Doodlojik at it’s finest.

kirbywarp
kirbywarp
9 years ago

@branston:

Great, you have an opinion! Other’s disagree, and this community as decided to err on the side of the people who do find it offensive.

Amanda
Amanda
9 years ago

You know its bad when Reason Magazine declares your a nut job…and that’s coming from someone who’s tangentially part of the libertarian movement…

Amanda
Amanda
9 years ago

Also, seriously people like this do more harm for the cause of free speech than. I really don’t get why so many people think free speech = I can be an asshole and people have to listen.

branston
branston
9 years ago

@kirbywarp, that is ok dude, I wasn’t saying otherwise. and its ok to ask people not to do something that upsets you (and collectively ask them not to), i just sometimes think that it is taken as a hateful thing but I think people just might throw terms out without thinking/realising its upsetting to some people

talbotfish
talbotfish
9 years ago

+1 for the Smiths reference.

AltoFronto
AltoFronto
9 years ago

Ugh, this True guy irritates the heck out of me and I’ve only read about his exploits in the news.
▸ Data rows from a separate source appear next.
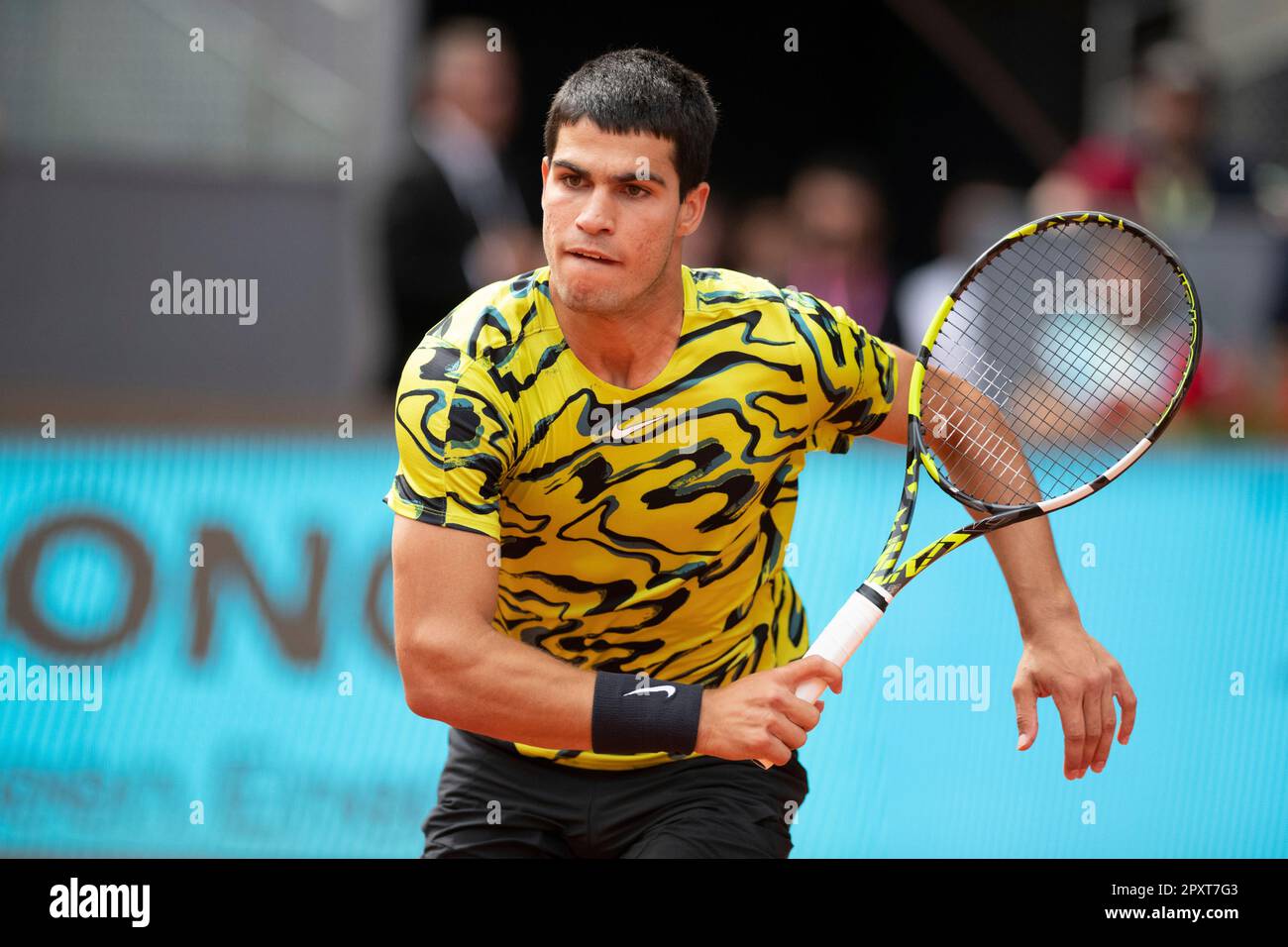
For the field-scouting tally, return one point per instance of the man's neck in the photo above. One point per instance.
(626, 350)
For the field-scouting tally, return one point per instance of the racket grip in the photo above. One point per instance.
(840, 639)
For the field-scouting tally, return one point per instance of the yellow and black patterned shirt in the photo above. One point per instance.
(639, 530)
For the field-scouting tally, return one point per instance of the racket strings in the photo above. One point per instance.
(1025, 401)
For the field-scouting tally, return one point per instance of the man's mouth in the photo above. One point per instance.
(591, 257)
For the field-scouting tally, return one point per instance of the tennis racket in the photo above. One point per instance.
(1056, 361)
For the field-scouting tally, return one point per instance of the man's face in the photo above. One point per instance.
(616, 196)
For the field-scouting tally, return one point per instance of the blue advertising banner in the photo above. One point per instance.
(196, 660)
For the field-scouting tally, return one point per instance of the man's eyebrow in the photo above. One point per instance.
(627, 178)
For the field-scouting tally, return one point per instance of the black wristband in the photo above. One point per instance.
(644, 715)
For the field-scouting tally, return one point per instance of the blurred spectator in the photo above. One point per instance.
(454, 219)
(975, 217)
(1160, 171)
(761, 241)
(838, 241)
(704, 247)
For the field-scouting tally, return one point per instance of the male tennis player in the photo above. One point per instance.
(597, 476)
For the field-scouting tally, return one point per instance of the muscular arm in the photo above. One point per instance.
(456, 668)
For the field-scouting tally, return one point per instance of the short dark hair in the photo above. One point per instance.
(642, 90)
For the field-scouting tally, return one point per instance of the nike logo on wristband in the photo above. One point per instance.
(670, 690)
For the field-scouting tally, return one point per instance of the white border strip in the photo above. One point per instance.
(1073, 496)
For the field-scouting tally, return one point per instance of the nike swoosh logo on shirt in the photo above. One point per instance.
(618, 433)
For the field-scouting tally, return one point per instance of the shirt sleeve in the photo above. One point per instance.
(454, 441)
(849, 373)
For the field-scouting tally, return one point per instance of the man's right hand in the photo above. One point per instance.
(760, 716)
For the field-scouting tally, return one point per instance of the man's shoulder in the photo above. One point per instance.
(719, 286)
(492, 320)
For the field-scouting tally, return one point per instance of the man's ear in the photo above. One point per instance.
(694, 208)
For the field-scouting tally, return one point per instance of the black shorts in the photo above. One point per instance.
(496, 802)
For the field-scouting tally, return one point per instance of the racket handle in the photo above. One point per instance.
(840, 639)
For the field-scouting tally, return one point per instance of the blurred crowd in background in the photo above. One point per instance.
(217, 157)
(455, 221)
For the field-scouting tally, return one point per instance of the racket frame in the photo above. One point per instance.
(867, 603)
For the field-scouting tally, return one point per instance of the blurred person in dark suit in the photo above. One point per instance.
(455, 219)
(975, 215)
(838, 240)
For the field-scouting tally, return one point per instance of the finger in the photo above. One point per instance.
(1127, 701)
(1108, 722)
(1074, 729)
(777, 753)
(1025, 697)
(815, 667)
(791, 735)
(1091, 709)
(802, 712)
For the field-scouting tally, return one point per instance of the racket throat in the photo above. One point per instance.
(875, 594)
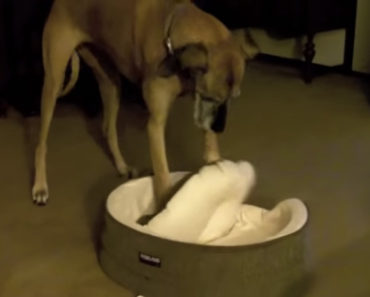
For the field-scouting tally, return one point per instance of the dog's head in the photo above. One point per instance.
(215, 71)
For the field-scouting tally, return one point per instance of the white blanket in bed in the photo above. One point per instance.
(207, 205)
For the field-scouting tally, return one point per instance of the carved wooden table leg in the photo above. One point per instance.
(309, 53)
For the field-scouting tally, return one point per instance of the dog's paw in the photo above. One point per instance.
(40, 196)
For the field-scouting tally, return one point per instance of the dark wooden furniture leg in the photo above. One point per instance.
(309, 53)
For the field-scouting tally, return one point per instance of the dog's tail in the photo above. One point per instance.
(75, 69)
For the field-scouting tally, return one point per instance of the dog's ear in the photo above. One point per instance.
(246, 43)
(190, 60)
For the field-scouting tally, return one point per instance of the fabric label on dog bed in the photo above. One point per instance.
(149, 260)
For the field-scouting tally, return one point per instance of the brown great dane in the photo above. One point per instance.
(169, 47)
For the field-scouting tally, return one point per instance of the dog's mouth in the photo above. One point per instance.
(210, 114)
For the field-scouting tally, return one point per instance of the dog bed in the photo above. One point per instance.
(207, 242)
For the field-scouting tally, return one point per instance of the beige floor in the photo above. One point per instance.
(306, 141)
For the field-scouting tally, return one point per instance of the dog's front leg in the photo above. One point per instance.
(211, 149)
(159, 94)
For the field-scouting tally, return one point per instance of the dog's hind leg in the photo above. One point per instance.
(59, 43)
(109, 85)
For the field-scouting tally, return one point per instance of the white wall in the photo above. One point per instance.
(329, 46)
(361, 59)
Not just an a-hole, but a willfully disruptive a-hole trying to force his stupid ignorant a-holery on everyone else. Why the fuck is he at university if he isn’t there to sit the fuck down and learn a few things?

Can we assume that if he’d been this much of an a-hole during the admissions process, they wouldn’t have let him in? That would mean he knows when to shut his fool mouth and is deliberately trolling everyone.

Let’s see how clever he is when he gets kicked out, and no other university will take him.
He has a bright future ahead of him as a raving hobo.

kirbywarp
kirbywarp
9 years ago

@branston:

i just sometimes think that it is taken as a hateful thing

I don’t see that very often here. Any exasperation that comes across is because it feels like we have to remind everyone constantly, not because we’re assuming ill intent. And way too often it turns into some huge conversation when it’s basically just a reminder of comment policy.

As well-meaning as you may have been in sharing your opinion about whether internet-diagnosing is offensive to you in particular, it basically just furthered a conversation that people are tired of having.